You probably don’t have any ladders, black cats, or mirrors in your kitchen so you’re one step ahead of the rest in warding off bad luck. However, every occupation comes with some superstitions. Here are some fun beliefs about bad luck in the kitchen.

  • Garlic wards off vampires and the curse of the evil eye.
  • Uneven chopsticks mean you’ll miss your ride somewhere.
  • Bringing bananas on a ship means bad luck in your catch and a possible lost at sea scenario.
  • An onion full of pins on the windowsill keeps away bad spirits.
  • Peanuts give performers bad luck.
  • When you give someone a knife it will break apart your relationship.
  • If you hand someone a hot pepper it can ruin your relationship.
  • You’ll have bad luck if you give parsley as a present.
  • When you give someone an orange they will fall in love with you.
  • If more than one person pours your tea you’ll have bad luck.
  • A large air bubble inside a loaf of breads is a sign someone will die.
  • If you don’t crush your egg shells a witch will use them to cause storms at sea.

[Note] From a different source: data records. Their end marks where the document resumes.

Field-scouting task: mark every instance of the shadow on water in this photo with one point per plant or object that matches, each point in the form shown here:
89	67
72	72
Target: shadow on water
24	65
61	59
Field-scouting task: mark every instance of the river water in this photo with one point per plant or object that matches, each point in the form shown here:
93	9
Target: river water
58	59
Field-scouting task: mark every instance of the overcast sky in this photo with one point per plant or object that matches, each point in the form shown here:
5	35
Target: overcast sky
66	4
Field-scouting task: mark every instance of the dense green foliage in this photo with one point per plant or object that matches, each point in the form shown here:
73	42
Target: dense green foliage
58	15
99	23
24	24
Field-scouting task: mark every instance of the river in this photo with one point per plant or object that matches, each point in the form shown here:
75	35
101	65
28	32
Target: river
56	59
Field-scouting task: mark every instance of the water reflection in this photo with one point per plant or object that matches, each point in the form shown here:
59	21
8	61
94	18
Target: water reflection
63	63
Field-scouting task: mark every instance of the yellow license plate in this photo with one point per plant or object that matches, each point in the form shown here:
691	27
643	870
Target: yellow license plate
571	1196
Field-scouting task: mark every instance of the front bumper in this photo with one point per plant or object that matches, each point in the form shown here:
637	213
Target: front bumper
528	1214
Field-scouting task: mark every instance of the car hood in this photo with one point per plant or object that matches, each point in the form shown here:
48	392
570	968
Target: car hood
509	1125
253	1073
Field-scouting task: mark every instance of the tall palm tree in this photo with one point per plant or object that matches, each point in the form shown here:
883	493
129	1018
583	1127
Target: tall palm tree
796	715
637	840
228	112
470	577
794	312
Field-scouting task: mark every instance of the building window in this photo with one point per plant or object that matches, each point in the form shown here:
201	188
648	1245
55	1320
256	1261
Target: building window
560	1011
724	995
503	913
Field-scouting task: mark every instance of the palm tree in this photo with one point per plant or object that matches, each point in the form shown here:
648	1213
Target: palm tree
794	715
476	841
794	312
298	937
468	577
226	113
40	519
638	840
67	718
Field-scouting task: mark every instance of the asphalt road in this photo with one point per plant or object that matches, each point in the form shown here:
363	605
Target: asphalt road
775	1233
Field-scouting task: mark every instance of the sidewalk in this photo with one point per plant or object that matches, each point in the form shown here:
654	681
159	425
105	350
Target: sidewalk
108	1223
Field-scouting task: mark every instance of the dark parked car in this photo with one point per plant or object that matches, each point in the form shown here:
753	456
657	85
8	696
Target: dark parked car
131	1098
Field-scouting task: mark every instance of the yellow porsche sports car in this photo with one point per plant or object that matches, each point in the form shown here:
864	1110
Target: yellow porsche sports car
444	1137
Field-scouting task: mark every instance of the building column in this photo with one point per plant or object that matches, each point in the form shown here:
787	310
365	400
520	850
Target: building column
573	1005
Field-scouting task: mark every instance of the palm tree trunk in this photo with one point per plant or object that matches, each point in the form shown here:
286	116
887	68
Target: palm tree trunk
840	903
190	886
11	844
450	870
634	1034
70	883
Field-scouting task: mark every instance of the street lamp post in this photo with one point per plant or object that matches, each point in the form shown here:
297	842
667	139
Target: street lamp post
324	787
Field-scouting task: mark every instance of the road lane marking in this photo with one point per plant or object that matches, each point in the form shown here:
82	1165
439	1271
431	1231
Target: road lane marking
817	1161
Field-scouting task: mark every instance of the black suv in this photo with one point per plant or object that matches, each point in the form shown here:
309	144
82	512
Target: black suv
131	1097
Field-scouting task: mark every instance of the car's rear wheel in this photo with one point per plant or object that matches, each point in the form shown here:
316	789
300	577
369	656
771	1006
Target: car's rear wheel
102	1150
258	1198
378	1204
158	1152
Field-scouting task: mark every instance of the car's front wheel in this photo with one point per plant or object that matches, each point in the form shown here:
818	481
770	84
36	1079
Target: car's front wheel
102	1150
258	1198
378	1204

While many superstitious have roots in ancient civilizations and older cultures from around the world, some seemingly sprout from nowhere. A few top chefs shared their silly worries and habits with Food & Wine Magazine:

  • Chef Brian Hill says “I like to have perfectly clean sea salt on my station before every shift. I think if I do that I’ll make it through service much better,…”
  • Joey Campanaro reports “if there’s a light bulb out at your station, it’s bad luck.”
  • Nick Anderer says ““I always add chopped parsley along with garlic and olive oil when I start a pan sauce for pasta, even though it probably doesn’t do a damn thing.”

Whether you take them seriously or just follow them out of habit, superstitions play a role in most kitchens around the world.